Holub seems to like the "learn by doing" approach. He's got another book, "Holub on Patterns" that teaches all the design patterns from the gang of four book organically by developing two programs that together use all of those patterns. The two programs are an embedded SQL interpreter and a GUI application for Conway's Game of Life.

PS: Ooh. It occurred to me that No Starch Press books are often available on O'Reilly Learning. I checked and this one is there. So I guess it is going on my "don't need but am doing out of curiosity" pile after all.

[1] https://holub.com/compiler/

By @whartung - 8 months
What approach does this book take to error recovery?

Several "compiler light" style articles and books kind of walk over that part, and it can be non-trivial to do properly, especially with modern expectations.

I remember way back in the day, one of the early C compilers for the PDP, and, honestly, it could almost be argued that ed(1) had better error messages than what that thing produced.

A lot of simple compilers hit an error and just give up.

So, just curious what the approach was in this book.

By @badsectoracula - 8 months
Weird that this is about building a C compiler[0] in OCaml. I expected the implementation language to also be C both for consistency but also because i'm willing to bet that there are more people who can read C than OCaml.

[0] actually from the readme in the github repo[1] it seems to be a C subset, not all of C

[1] https://github.com/nlsandler/nqcc2

By @quibono - 8 months
I swear I've seen this cover before... is this a new release or an updated edition of an older book?
By @sunday_serif - 8 months
I’m working through this book now and really enjoying it!

Each chapter of the book includes a test suite to run against the code you’ve written.

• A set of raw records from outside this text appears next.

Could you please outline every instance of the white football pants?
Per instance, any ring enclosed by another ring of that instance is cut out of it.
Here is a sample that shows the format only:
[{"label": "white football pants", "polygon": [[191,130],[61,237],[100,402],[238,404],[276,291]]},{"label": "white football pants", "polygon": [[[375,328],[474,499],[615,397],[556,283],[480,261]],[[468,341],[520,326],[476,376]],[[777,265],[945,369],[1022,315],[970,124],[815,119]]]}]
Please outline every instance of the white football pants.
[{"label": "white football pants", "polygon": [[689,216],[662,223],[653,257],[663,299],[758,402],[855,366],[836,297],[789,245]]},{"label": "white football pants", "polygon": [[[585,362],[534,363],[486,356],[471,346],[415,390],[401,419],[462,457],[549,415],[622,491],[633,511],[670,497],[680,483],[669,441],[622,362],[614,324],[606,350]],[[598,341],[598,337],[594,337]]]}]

In some ways, the tests in this book feel very similar to the labs in the book Computer Systems: A programmers perspective — which is high praise!

By @alok-g - 8 months
I would love to see a book that talks about going all the way to generate machine code, i.e., not stopping at generation of assembly.

Alternatively, I would like to learn about not just how to make a compiler, but also simultaneously a debugger, hot-reloading, etc.

By @sim7c00 - 8 months
cool, remember some tutorials online i think from the same author (not 100% sure) doing stuff around c compilation in python. shame its not in a language i want to learn. the other book on compilers i got is almost to heavy to lift! :D
By @i_don_t_know - 8 months
Somewhat unrelated: Is there a book that walks you through building a database system from storage to queries, optimizer, execution, indexing, transactions, etc?
By @sylware - 8 months
I wonder why there is not the same book for c++... mmmmh... I really wonder... (irony).
By @viraj_shah - 8 months
Dropping this one here! (no affiliation)

https://www.linuxfromscratch.org/

"Linux From Scratch (LFS) is a project that provides you with step-by-step instructions for building your own custom Linux system, entirely from source code."